Ask HN: Who invests with a Robo-advisor and what is your experience? - bnchrch
I&#x27;ve been eyeing up using a service like Betterment or Wealth Simple for a few months but I don&#x27;t know anyone who has used it.<p>I wanted to know if anyone here has had experience with it? what your thoughts were and what kind of a risk profile you set it up for?
======
troydavis
About 2 years ago, I tested Wealthfront as well as ETrade's roboadvisor
([https://us.etrade.com/what-we-offer/our-accounts/core-
portfo...](https://us.etrade.com/what-we-offer/our-accounts/core-portfolios)),
mostly to see their UX. ETrade did a much better job of exposing the predicted
99th percentile VaR and predicted peak-to-trough drop (though, understandably,
I don't think it used either phrase).

Basically, "Can you handle a 30% drop and not lose sleep (and certainly not
consider liquidating)? 40%? 20%?"

For most investors, 99% VaR, peak-to-trough, and maybe 95% VaR will lead to a
more accurate risk tolerance than their self-assessment of risk tolerance
(low, medium, etc), desired returns/goal (the cute graph of possible asset
trajectories), or tolerance for volatility in an average year.

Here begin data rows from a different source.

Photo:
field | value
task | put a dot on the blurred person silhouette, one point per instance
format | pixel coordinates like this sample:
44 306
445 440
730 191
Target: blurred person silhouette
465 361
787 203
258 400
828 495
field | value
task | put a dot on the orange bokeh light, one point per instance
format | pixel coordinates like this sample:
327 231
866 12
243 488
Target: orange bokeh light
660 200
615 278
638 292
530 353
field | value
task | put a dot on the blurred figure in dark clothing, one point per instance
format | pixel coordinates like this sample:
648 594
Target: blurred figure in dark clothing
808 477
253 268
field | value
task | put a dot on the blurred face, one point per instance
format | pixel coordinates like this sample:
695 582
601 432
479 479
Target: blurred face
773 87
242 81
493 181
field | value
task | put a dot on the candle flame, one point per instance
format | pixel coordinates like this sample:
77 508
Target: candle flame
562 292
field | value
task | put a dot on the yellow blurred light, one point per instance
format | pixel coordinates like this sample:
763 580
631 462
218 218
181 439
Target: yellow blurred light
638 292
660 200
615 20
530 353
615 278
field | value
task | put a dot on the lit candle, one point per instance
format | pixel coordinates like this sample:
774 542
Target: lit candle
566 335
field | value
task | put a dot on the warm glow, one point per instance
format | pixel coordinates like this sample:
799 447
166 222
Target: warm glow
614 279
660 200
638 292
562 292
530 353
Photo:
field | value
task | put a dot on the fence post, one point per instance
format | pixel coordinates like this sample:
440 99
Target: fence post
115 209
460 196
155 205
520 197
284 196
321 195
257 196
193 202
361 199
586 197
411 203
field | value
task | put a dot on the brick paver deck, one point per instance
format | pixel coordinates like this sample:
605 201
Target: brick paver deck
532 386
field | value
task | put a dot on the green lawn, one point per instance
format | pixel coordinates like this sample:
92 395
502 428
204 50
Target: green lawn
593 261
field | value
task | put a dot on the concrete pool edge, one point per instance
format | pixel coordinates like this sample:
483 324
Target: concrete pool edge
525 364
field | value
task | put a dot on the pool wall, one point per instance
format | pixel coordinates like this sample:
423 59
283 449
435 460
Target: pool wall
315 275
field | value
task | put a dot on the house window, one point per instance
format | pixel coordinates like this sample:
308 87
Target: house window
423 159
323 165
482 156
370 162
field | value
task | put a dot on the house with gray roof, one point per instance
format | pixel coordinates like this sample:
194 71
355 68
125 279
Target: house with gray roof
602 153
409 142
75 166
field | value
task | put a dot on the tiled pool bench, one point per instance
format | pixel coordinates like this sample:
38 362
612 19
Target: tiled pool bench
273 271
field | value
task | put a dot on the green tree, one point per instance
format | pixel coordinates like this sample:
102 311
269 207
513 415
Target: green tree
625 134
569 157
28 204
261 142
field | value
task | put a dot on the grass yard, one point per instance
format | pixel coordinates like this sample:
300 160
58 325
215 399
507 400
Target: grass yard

Their failure
case is experiencing a big drop and reactively selling, all because they took
too much risk. This is also true of investors who work with human advisors
([https://www.vanguard.com/pdf/ISGQVAA.pdf](https://www.vanguard.com/pdf/ISGQVAA.pdf)
pages 4 and 16 - "Behavioral Coaching"). A great roboadvisor should clearly
and loudly predict what an awful year (99% and 95% VaR), and an awful multi-
year bear market (peak to trough) looks like.